Bob Dylan
El enigma de Duluth
El pasado viernes por la noche, mientras la mayoría de los barceloneses se disponía a celebrar la noche de San Juan lanzando petardos, comiendo coca de piñones y pimplando más de la cuenta, los feligreses de la Iglesia de Bob se reunían en el Gran Teatre del Liceu para ver actuar (de nuevo, en muchos casos) a Su Dylanidad, quien hasta tuvo el detalle, según me cuentan, de saludarles al inicio del concierto con un escueto Good evening (todo un detalle si tenemos en cuenta que el hombre es capaz de atravesar sus recitales sin reconocer la presencia del público y con cara de estar pensando en sus cosas). Reconozco que nunca he sido un true believer de Bob Dylan (Robert Allen Zimmerman, Duluth, Minnesota, 1941), aunque me parece un tipo tan singular como opaco al que le debemos algunas de las mejores canciones de toda la historia de la música pop, pero estoy rodeado de fans irredentos del personaje que tienen todos sus discos y lo han visto actuar en infinidad de ocasiones. Respetando enormemente su carrera como músico y poeta (que le granjeó el premio Nobel en el 2016) y militando en otros cultos pop que no detallaré, lo que más me fascina del sujeto es su peculiar manera de ir por el mundo, del que parece tener una visión que, hasta el momento, no he conseguido comprender del todo (y lo mismo les sucede a muchos de sus fans, algunos de los cuales se limitan a considerar una genialidad todo lo que hace).

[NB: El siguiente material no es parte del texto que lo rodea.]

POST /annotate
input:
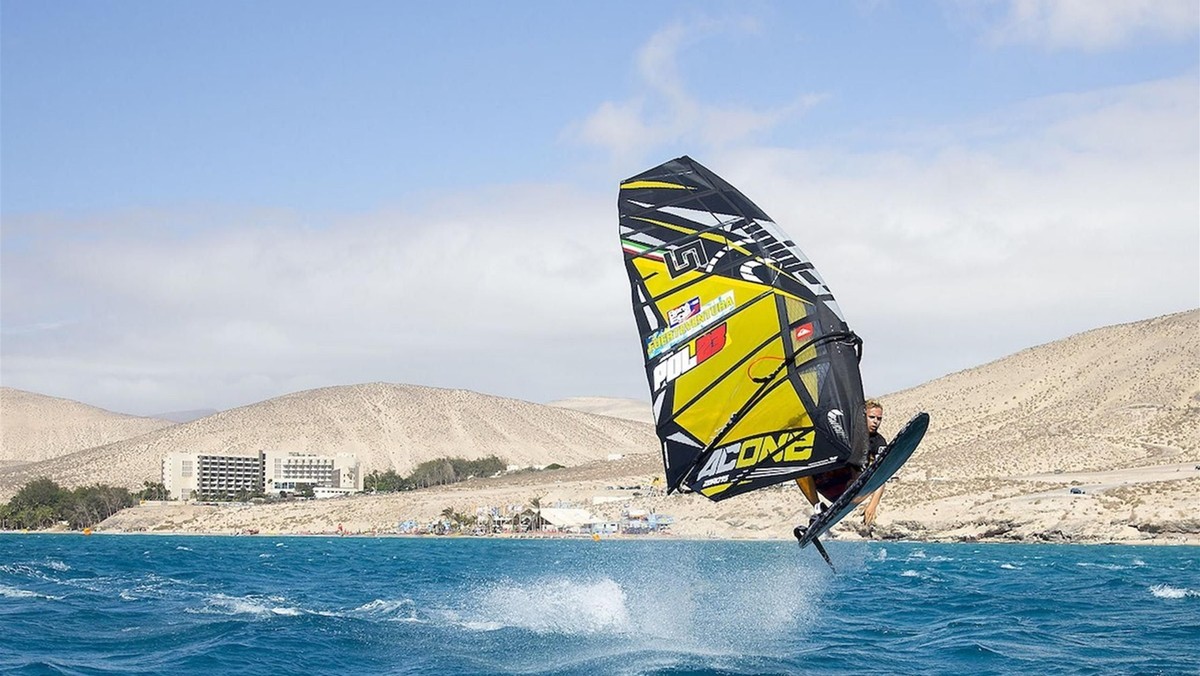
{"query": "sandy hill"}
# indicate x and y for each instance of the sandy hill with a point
(628, 408)
(1107, 399)
(387, 425)
(1114, 412)
(35, 426)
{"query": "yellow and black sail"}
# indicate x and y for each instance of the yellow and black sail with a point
(751, 368)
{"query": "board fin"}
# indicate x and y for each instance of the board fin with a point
(799, 532)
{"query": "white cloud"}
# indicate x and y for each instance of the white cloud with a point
(946, 249)
(1095, 24)
(663, 112)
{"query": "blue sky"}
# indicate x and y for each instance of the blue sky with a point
(213, 203)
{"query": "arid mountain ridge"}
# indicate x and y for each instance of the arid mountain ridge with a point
(1114, 410)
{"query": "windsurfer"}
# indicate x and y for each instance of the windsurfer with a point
(875, 444)
(832, 484)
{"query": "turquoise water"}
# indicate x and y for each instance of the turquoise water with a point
(163, 604)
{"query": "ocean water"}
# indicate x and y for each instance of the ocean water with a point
(166, 604)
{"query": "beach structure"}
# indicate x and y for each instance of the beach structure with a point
(187, 476)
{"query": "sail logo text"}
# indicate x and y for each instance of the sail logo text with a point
(709, 312)
(781, 448)
(689, 357)
(689, 309)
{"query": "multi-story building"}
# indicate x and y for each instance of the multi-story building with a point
(187, 476)
(191, 474)
(285, 471)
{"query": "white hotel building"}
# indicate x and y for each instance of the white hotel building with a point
(273, 472)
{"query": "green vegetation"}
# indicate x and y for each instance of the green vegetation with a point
(433, 473)
(42, 503)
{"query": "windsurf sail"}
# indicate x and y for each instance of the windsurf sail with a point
(753, 370)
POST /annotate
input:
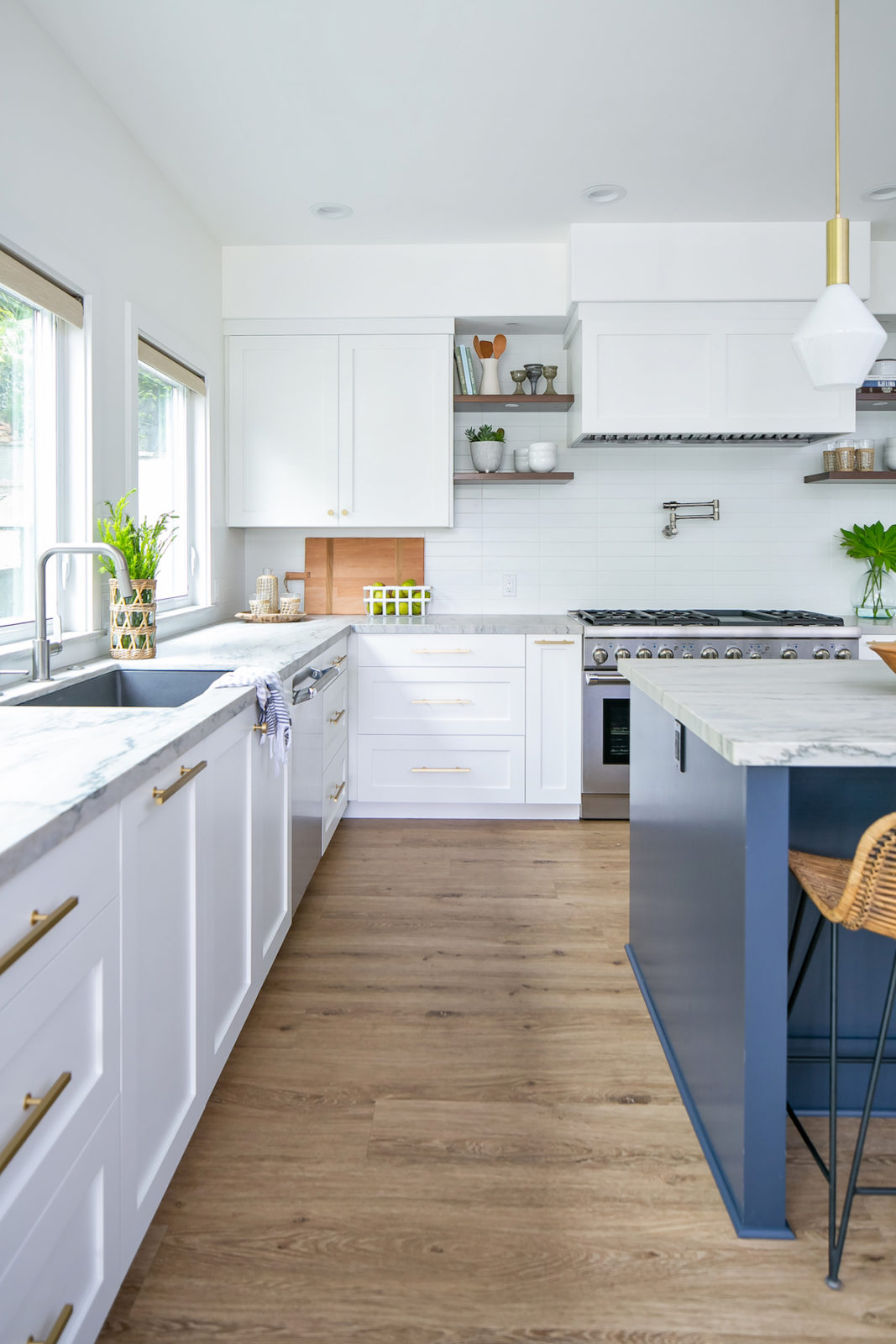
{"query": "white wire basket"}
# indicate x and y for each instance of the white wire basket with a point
(396, 600)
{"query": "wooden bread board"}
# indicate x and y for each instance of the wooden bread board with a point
(338, 568)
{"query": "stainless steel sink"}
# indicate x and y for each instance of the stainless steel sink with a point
(129, 689)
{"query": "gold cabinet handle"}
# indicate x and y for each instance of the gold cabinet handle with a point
(39, 927)
(441, 702)
(441, 769)
(187, 773)
(38, 1106)
(62, 1320)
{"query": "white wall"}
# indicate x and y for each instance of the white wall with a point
(82, 201)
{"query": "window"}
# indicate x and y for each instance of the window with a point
(36, 319)
(170, 467)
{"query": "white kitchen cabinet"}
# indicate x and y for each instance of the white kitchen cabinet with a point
(694, 369)
(159, 990)
(396, 430)
(282, 444)
(553, 719)
(340, 430)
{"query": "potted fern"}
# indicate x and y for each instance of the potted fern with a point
(132, 620)
(876, 546)
(486, 448)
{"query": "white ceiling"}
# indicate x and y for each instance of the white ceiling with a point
(483, 120)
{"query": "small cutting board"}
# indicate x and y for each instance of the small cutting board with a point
(338, 568)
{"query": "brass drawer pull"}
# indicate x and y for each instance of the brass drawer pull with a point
(441, 702)
(62, 1320)
(38, 1106)
(441, 769)
(40, 925)
(187, 773)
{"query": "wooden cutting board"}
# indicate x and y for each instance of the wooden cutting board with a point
(338, 568)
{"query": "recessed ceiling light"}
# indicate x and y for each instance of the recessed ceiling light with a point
(880, 194)
(329, 210)
(604, 194)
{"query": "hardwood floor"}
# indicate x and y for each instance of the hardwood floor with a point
(449, 1121)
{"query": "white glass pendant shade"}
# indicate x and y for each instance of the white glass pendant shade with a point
(839, 340)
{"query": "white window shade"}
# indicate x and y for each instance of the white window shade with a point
(39, 291)
(170, 367)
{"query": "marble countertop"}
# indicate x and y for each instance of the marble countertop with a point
(63, 766)
(768, 712)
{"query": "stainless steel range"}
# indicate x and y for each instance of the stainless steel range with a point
(613, 636)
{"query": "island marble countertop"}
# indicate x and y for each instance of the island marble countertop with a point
(60, 768)
(801, 712)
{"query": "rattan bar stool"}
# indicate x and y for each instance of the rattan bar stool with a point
(851, 894)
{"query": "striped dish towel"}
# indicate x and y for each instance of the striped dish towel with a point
(273, 710)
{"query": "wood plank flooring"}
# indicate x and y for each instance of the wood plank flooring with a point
(449, 1121)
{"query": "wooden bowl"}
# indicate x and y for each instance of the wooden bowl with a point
(887, 652)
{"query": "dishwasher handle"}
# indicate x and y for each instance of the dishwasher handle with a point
(320, 679)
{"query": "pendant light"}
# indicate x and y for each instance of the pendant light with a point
(839, 340)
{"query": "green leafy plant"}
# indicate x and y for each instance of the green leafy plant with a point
(876, 546)
(143, 544)
(484, 434)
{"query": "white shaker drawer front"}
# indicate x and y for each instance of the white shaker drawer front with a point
(335, 716)
(441, 701)
(50, 902)
(335, 793)
(410, 649)
(441, 769)
(58, 1061)
(66, 1267)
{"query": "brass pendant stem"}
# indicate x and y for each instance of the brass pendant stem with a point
(837, 237)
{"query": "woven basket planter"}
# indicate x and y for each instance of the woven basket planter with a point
(132, 622)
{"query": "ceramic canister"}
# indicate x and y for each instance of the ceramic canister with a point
(543, 457)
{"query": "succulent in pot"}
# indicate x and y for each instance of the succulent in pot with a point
(486, 448)
(132, 622)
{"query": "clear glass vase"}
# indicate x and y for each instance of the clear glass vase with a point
(875, 597)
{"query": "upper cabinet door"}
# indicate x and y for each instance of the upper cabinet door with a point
(396, 432)
(284, 430)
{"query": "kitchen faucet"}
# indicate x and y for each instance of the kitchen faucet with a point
(40, 647)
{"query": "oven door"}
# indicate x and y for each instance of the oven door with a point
(605, 772)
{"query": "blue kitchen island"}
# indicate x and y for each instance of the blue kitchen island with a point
(731, 765)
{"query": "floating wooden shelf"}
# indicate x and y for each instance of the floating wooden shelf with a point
(506, 477)
(848, 476)
(540, 402)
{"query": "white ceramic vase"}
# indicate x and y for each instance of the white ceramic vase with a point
(486, 454)
(490, 385)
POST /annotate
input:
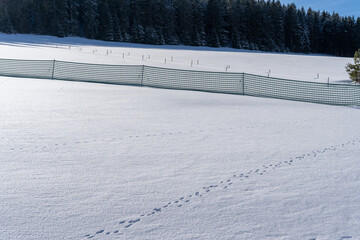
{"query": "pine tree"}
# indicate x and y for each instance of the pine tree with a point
(90, 22)
(354, 69)
(5, 23)
(106, 24)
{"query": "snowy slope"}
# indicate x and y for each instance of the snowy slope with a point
(82, 160)
(289, 66)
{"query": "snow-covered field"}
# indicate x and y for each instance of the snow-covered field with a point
(289, 66)
(83, 160)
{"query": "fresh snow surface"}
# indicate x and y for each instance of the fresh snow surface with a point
(289, 66)
(85, 160)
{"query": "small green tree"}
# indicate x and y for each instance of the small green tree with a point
(354, 69)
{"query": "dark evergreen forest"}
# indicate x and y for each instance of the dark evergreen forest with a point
(249, 24)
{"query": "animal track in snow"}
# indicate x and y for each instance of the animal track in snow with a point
(225, 185)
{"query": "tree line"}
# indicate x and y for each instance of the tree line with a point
(248, 24)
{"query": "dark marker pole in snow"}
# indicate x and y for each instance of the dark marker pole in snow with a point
(52, 75)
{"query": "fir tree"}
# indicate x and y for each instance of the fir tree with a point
(354, 69)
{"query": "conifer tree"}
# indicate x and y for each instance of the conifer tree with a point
(354, 69)
(90, 18)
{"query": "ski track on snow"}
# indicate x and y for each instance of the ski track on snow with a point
(224, 185)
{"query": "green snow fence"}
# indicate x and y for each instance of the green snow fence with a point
(193, 80)
(26, 68)
(220, 82)
(84, 72)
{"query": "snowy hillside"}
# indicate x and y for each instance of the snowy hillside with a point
(94, 161)
(289, 66)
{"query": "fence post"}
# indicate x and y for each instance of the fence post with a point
(52, 75)
(142, 76)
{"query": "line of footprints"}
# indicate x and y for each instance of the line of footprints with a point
(224, 185)
(130, 137)
(113, 139)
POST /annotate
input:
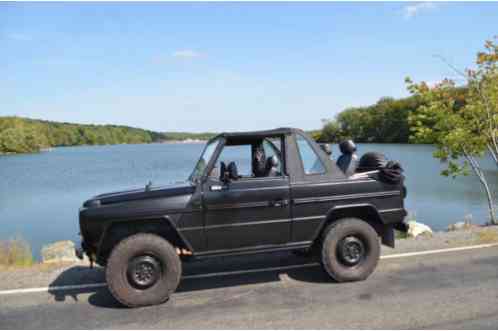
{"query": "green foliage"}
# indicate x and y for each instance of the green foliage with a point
(15, 252)
(23, 135)
(461, 122)
(384, 122)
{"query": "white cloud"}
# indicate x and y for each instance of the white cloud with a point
(18, 36)
(414, 9)
(186, 54)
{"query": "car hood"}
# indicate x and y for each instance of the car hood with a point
(143, 193)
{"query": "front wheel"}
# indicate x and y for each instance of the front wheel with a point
(350, 250)
(143, 269)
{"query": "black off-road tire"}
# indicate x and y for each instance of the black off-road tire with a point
(333, 237)
(122, 255)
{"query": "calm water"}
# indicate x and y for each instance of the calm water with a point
(40, 193)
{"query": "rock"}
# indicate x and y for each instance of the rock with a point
(416, 229)
(459, 226)
(60, 251)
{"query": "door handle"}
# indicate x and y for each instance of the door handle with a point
(216, 188)
(279, 203)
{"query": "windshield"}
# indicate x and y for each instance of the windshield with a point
(203, 160)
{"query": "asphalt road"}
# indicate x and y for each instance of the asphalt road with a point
(456, 290)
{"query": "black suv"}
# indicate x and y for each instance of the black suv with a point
(250, 192)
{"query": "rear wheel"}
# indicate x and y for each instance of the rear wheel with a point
(350, 250)
(143, 269)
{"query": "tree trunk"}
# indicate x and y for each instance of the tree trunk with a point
(482, 178)
(494, 153)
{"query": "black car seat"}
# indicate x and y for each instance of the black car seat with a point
(272, 167)
(233, 173)
(259, 161)
(348, 161)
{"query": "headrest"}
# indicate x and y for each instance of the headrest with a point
(347, 147)
(272, 161)
(232, 170)
(326, 148)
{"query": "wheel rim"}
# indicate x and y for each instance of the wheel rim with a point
(144, 271)
(351, 250)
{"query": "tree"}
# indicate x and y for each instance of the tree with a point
(461, 122)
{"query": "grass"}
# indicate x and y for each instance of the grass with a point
(15, 252)
(487, 236)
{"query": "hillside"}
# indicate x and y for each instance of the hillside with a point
(24, 135)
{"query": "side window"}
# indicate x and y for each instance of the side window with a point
(273, 148)
(240, 154)
(311, 162)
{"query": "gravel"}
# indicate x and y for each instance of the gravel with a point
(43, 275)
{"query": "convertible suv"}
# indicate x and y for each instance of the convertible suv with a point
(250, 192)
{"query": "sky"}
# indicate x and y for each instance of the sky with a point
(226, 66)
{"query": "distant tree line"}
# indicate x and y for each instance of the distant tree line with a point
(23, 135)
(384, 122)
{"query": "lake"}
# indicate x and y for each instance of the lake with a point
(40, 194)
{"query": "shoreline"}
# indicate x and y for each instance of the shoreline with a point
(78, 271)
(50, 149)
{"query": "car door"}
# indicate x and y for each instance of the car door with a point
(248, 212)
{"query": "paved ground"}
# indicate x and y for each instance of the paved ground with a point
(449, 290)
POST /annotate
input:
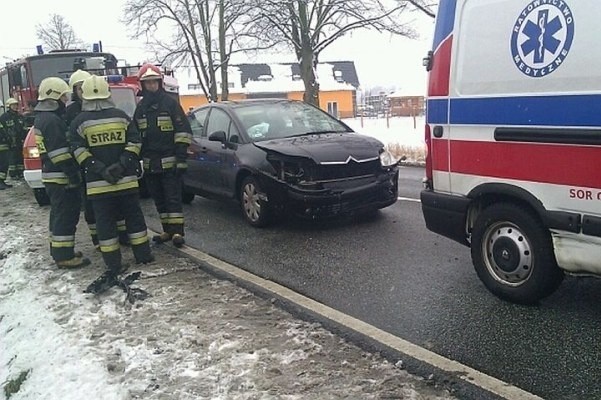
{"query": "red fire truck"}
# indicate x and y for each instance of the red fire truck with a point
(21, 78)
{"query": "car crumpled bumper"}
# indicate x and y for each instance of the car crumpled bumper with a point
(344, 196)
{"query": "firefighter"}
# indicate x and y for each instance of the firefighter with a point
(60, 172)
(75, 81)
(14, 125)
(107, 145)
(29, 115)
(4, 157)
(166, 135)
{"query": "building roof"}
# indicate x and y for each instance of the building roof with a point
(275, 78)
(253, 72)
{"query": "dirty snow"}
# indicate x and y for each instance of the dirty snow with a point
(197, 337)
(402, 131)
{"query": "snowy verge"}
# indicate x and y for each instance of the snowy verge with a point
(197, 337)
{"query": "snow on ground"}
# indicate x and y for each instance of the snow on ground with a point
(401, 131)
(197, 337)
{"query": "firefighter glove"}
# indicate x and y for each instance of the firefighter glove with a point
(113, 173)
(95, 166)
(129, 161)
(74, 181)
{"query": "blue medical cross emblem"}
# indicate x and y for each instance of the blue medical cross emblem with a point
(541, 36)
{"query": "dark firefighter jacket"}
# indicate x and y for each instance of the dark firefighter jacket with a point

Siempre que cae en mis manos una entrevista con Dylan la leo atentamente para ver si alcanzo a columbrar la genuina personalidad del cantante. Suelo encontrar auténticas perlas del pensamiento contemporáneo, pero nunca consigo hacerme una panorámica total del sujeto, que se me antoja más opaco que los nuevos estatutos de Vox. No sé si esa opacidad le sale sola, la fomenta o es una mezcla de ambas cosas, pero tengo la impresión de que Bob Dylan ha hecho todo lo posible para llegar a sus actuales 82 años convertido en un enigma irresoluble. Y lo que me resulta más difícil de entender es su manía de pasarse la mitad del año en la carretera, actuando en directo por todo el mundo para un público que lo adora, pero al que apenas dirige la palabra (el Good evening de Barcelona es un triunfo de la comunicación entre el artista y sus seguidores).
Uno ve a los Rolling Stones y también se pregunta qué hacen a su edad (y con el dinero que tienen) actuando por todo el globo, pero, al menos, observas a Mick Jagger dando saltos por el escenario y te resulta evidente que está disfrutando el momento. Con Dylan, da la impresión (como me sugirió un amigo cantautor) de que se lo llevan de gira metido en un ataúd del que lo sacan cada noche en una ciudad distinta para apalancarlo contra el armonio y que se cante o farfulle unas coplas. No entiendo qué satisfacción extrae Su Dylanidad de pasarse tantas noches al año fuera de su propia camita. ¿Se aburre en casa? ¿Se sacrifica por sus fans, aunque parezca que se la soplan? Misterio. En cualquier caso, esos fans siempre salen contentos de sus misas fúnebres (en Sevilla, hace unos días, se colocó al fondo de un escenario medio a oscuras) y nunca tienen la menor queja de lo que acaban de ver y oír (aunque su ídolo les haya hurtado todos sus hits o los haya dejado irreconocibles, como suele).
Para no ser miembro activo de la Iglesia de Bob, la verdad es que le dedicó bastante tiempo mental. Me gusta lo que hace, pero no le entiendo. Y espero seguir así. Por los siglos de los siglos.